LISTSERV 16.5 - CODE4LIB Archives

On Jul 1, 2014, at 9:12 AM, Katie <[log in to unmask]> wrote:

> Has anyone here experience in the world of natural language programming (while applying information retrieval techniques)? 
> 
> I'm currently trying to develop a tool that will:
> 
>   1. take a pdf and extract the text (paying no attention to images or formatting)
>   2. analyze the text via term weighting, inverse document frequency, and other natural language processing techniques
>   3. assemble a list of suggested terms and concepts that are weighted heavily in that document
> 
> Step 1 is straightforward and I've had much success there. Step 2 is the problem child. I've played around with a few APIs (like AlchemyAPI) but they have character length limitations or other shortcomings that keep me looking. 
> 
> The background behind this project is that I work for a digital library with a large pre-existing collection of pdfs with rudimentary metadata. The aforementioned tool will be used to classify and group the pdfs according to the themes of the library. Our CMS is Drupal so depending on my level of ambition, this *might* develop into a module.  
> 
> Does this sound like a project that has been done/attempted before? Any suggested tools or reading materials?

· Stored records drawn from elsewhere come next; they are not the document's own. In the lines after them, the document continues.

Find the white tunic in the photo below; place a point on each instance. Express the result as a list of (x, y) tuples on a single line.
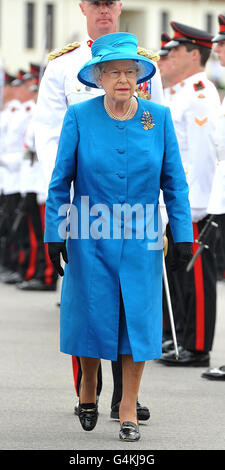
[(195, 107), (60, 88), (31, 175), (16, 118)]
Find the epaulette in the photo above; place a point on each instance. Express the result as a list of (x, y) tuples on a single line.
[(58, 52), (151, 55)]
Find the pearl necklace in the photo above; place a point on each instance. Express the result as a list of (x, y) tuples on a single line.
[(125, 116)]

You have, more or less, just described my job. Increasingly, I:

  * create or are given a list of citations
  * save the citations as a computer-readable list (database)
  * harvest the full text of the each cited item
  * extract the plain text from the harvested PDF file
  * clean up / post-process the text, maybe
  * do analysis against individual texts or the entire corpus
  * provide interfaces to “read” the corpus from “a distance”

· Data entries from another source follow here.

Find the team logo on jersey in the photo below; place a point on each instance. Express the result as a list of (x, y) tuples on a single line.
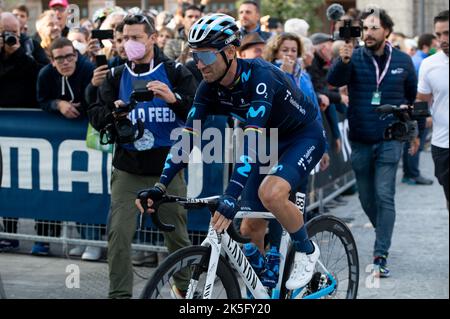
[(254, 113), (146, 142), (231, 204), (245, 170), (397, 71), (246, 76), (276, 169), (167, 164), (192, 112)]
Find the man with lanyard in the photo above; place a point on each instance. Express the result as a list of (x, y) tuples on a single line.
[(248, 90), (376, 74)]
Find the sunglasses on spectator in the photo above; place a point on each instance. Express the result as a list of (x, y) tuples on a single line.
[(69, 57), (58, 9), (207, 57)]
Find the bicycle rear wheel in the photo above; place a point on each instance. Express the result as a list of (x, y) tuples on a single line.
[(192, 260), (338, 254)]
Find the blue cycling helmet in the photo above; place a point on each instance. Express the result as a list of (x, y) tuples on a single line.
[(214, 31)]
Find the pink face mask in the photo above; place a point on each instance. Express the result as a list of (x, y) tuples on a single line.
[(135, 50)]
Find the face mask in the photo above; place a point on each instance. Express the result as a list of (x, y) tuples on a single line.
[(81, 47), (135, 50)]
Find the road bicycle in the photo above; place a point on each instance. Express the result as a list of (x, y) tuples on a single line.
[(218, 268)]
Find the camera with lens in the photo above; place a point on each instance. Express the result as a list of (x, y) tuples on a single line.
[(348, 31), (405, 129), (9, 38), (122, 131)]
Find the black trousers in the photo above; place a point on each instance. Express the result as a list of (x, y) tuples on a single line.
[(440, 158)]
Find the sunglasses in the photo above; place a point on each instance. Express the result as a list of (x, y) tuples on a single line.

The analysis is akin to descriptive statistics but for “bags of words”. I create lists of both frequently use as well as statistically significant words/phrases. I do parts-of-speach (POS) analysis and create lists of nouns, verbs, adjectives, etc. I then create more lists of the frequently used and significant POS. I sometimes do sentiment analysis (or alternative called “opinion mining”) against the corpus. Sometimes I index the whole lot and provide a search interface. Through named-entity extraction I pull out names of people, places, and things. The meaning of these things can then be elaborated upon through Wikipedia look-ups. The dates and be plotted on a timeline. I’m beginning to get into classification and clustering, but I haven’t seen any really exciting things come out of topic modeling, yet. Through all of these processes, I am able to supplement the original lists of citations to value-added services. What I’m weak at is the visualizations. 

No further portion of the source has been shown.